It all started at the pre-prom picture-palooza. The parents were chatting and celebrating, nervously anticipating what would happen a few short months later when our children would scatter across the country to colleges big and small.
While some still had younger kids at home, many of us were giddy with the prospect of becoming empty nesters. One of those parents said something along the lines of, “We deserve a party just for us after they all leave.” Others chimed in enthusiastically, and the next thing I knew, my husband and I had offered to host a party in the fall.

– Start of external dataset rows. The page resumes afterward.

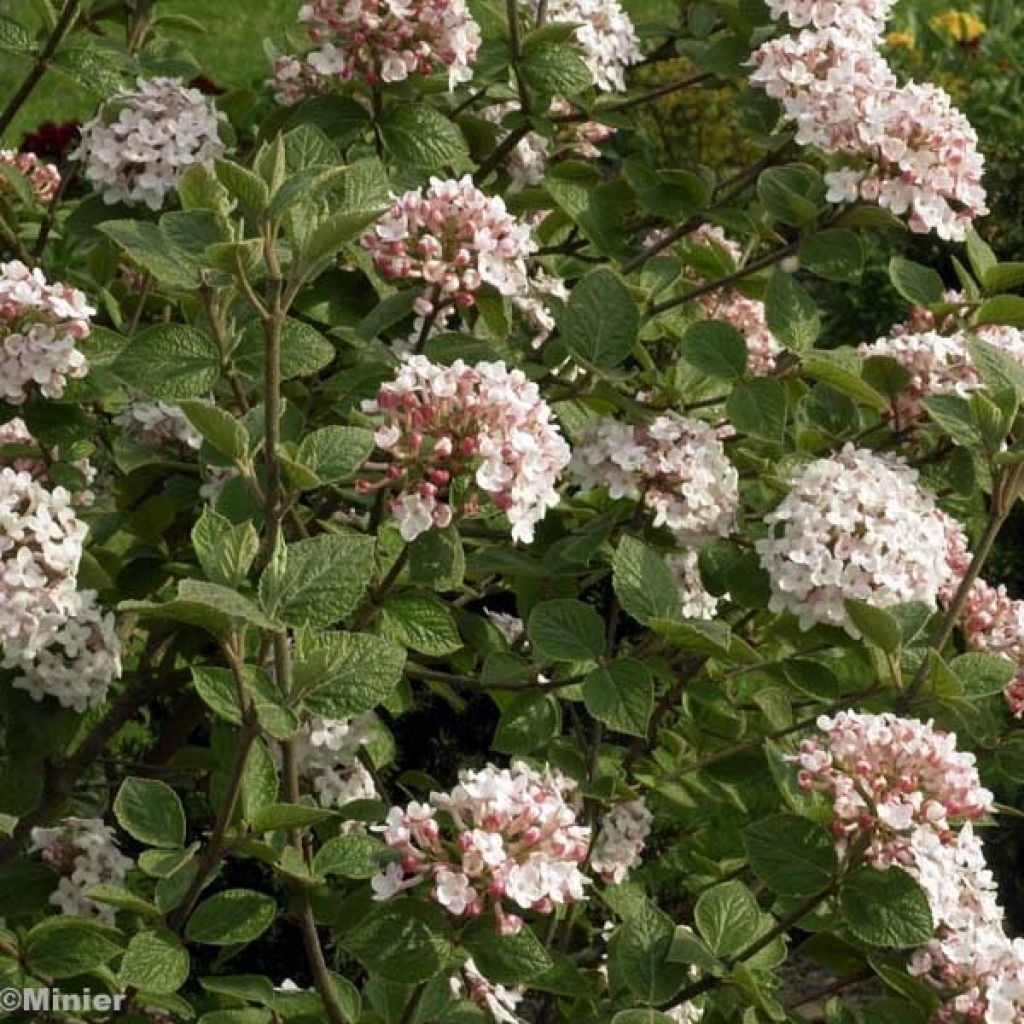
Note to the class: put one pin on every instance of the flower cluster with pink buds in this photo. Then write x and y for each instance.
(142, 140)
(83, 852)
(993, 623)
(40, 326)
(502, 837)
(454, 238)
(854, 526)
(43, 178)
(475, 431)
(605, 35)
(913, 153)
(621, 841)
(747, 315)
(901, 791)
(388, 40)
(677, 466)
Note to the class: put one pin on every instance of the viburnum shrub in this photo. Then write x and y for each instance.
(450, 571)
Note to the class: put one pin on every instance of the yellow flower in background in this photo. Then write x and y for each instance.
(902, 39)
(961, 26)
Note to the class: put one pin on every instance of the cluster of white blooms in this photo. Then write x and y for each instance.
(621, 841)
(506, 835)
(747, 315)
(454, 238)
(993, 623)
(40, 550)
(40, 325)
(913, 153)
(482, 428)
(327, 755)
(158, 423)
(80, 659)
(902, 787)
(694, 597)
(677, 466)
(500, 1000)
(84, 852)
(30, 457)
(142, 140)
(854, 526)
(379, 41)
(940, 364)
(527, 162)
(44, 178)
(605, 35)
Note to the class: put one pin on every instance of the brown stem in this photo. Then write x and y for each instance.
(39, 68)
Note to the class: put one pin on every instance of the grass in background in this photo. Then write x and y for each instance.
(230, 51)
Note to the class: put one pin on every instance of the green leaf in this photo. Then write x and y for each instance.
(505, 960)
(886, 908)
(225, 550)
(344, 674)
(170, 361)
(64, 947)
(758, 408)
(835, 255)
(728, 918)
(715, 348)
(792, 855)
(877, 625)
(303, 350)
(323, 580)
(154, 962)
(791, 313)
(437, 559)
(555, 70)
(622, 695)
(225, 433)
(335, 454)
(350, 856)
(643, 583)
(422, 622)
(983, 675)
(245, 185)
(565, 631)
(151, 811)
(419, 135)
(400, 941)
(920, 285)
(231, 918)
(600, 323)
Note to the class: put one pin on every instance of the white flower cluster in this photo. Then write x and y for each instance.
(500, 1000)
(912, 152)
(84, 852)
(484, 426)
(35, 461)
(44, 178)
(902, 787)
(40, 550)
(381, 41)
(155, 424)
(81, 658)
(606, 36)
(854, 526)
(40, 325)
(507, 835)
(747, 315)
(142, 140)
(327, 755)
(677, 466)
(621, 841)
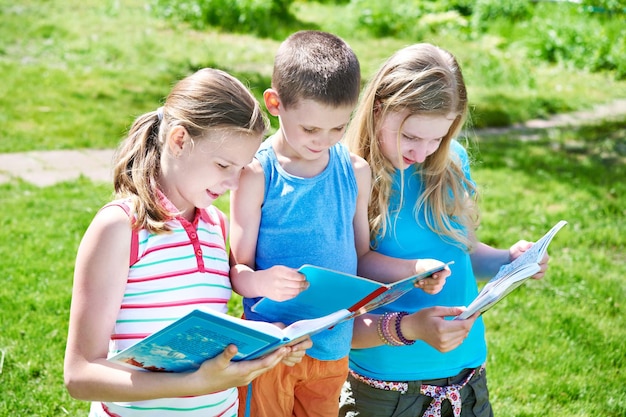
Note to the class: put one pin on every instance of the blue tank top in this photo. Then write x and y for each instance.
(410, 239)
(308, 221)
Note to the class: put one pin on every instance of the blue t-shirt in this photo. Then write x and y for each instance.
(410, 239)
(308, 221)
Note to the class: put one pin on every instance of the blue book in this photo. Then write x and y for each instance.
(330, 291)
(203, 334)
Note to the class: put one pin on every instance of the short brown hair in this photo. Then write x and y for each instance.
(319, 66)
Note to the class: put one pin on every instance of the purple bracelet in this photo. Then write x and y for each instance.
(399, 332)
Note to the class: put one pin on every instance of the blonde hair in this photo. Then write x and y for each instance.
(426, 80)
(207, 100)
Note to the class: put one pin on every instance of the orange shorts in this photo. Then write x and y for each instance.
(311, 388)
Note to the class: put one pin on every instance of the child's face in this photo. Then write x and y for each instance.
(208, 168)
(311, 128)
(408, 139)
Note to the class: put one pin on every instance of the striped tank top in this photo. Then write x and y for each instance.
(169, 276)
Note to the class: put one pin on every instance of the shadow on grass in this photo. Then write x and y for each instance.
(591, 155)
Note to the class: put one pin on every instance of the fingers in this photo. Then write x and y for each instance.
(283, 283)
(431, 285)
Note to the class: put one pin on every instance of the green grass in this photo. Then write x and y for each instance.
(75, 74)
(556, 346)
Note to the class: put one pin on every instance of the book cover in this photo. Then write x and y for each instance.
(201, 335)
(330, 291)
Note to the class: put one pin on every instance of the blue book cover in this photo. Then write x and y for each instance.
(201, 335)
(330, 291)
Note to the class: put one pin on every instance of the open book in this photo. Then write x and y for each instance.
(330, 291)
(511, 275)
(201, 335)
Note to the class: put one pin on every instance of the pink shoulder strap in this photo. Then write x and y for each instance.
(134, 239)
(222, 218)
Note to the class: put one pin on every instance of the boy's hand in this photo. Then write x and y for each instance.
(280, 283)
(434, 283)
(297, 351)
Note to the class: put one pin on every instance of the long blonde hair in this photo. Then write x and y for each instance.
(426, 80)
(204, 101)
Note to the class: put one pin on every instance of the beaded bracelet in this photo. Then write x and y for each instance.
(403, 339)
(384, 331)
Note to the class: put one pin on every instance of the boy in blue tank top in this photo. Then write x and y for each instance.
(303, 200)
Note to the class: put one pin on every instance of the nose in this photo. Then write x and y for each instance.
(328, 139)
(418, 153)
(232, 181)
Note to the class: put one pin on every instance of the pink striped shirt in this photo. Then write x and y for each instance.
(170, 275)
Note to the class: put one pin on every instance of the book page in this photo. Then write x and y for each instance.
(309, 327)
(512, 275)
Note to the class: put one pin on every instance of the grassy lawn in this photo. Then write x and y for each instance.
(76, 73)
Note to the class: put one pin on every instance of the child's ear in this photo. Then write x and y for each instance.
(176, 140)
(272, 101)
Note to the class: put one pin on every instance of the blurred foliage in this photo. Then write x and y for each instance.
(259, 17)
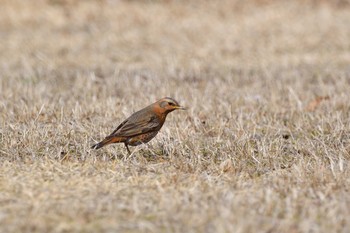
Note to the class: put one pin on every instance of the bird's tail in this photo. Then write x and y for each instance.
(106, 141)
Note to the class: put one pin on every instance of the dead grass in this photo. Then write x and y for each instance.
(249, 155)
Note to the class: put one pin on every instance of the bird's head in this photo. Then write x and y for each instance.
(168, 104)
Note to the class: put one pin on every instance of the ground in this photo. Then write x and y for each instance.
(263, 147)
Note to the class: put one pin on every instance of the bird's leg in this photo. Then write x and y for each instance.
(126, 145)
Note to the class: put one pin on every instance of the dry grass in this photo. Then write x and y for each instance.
(250, 154)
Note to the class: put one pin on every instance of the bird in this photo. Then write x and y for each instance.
(142, 125)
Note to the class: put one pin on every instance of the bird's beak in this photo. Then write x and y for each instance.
(180, 107)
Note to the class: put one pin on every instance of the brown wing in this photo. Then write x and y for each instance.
(138, 123)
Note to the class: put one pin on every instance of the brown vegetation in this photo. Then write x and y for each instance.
(246, 157)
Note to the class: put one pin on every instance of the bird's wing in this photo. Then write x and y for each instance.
(136, 124)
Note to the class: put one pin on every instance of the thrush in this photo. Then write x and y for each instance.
(141, 126)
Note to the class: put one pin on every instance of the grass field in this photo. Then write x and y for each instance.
(264, 146)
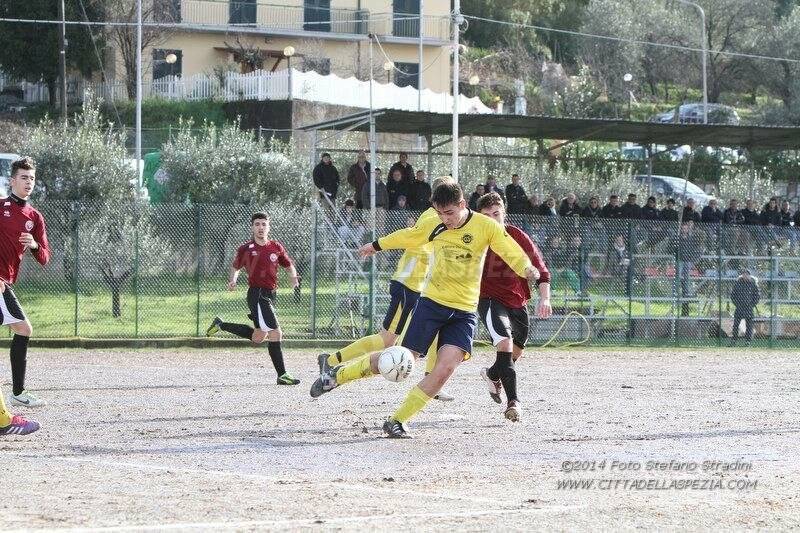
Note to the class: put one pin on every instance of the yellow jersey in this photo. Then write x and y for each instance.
(458, 254)
(412, 267)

As the last of the college freshmen left—after an endless round of nightly goodbye parties—we decided it was time to make good on our promise from June. Instead of just hosting a gathering to catch up and hear about how the kids were doing, we decided to host a “College Care Package Party,” an idea I had read about online.
In addition to the usual appetizers, drinks and dessert, we asked everyone to bring 18 duplicates of one item a college kid might enjoy receiving in a care package. I imagined parents might bring packets of hot chocolate, tea, and popcorn that we would divide up into 18 small treat bags, along with a personal letter for each kid from their parents.
Soon after the empty nesters club arrived (we were also nice enough to invite friends who still had a kid or two at home), we realized we were going to need bigger treat bags. Some people brought mini cereal boxes, chocolate bars, decks of cards, cough drops, and hand warmers. Some came with ramen noodles, packs of gum, and coffee mugs with our high school logo. And some had gathered envelopes, stamps, pretzels, cookies, and toiletries. Their creativity abounded!
Hilarity ensued as we loaded up the college goody bags. It was like grown up trick or treating. We all promised not to post anything on social media so the kids would be surprised when their packages arrived.
Perhaps the best part of the night was reconnecting with parents we had talked to every week while our children were growing up and getting to know other parents better. It’s such a sudden change when you become empty nesters: no more PTO emails, no extra kids at the dinner table, and no more chatting on the sidelines with other parents. This evening had been the perfect antidote to the disconnect we had all been feeling.
Something tells me we’ll be having another evening like this before long. Aren’t final exams coming up soon?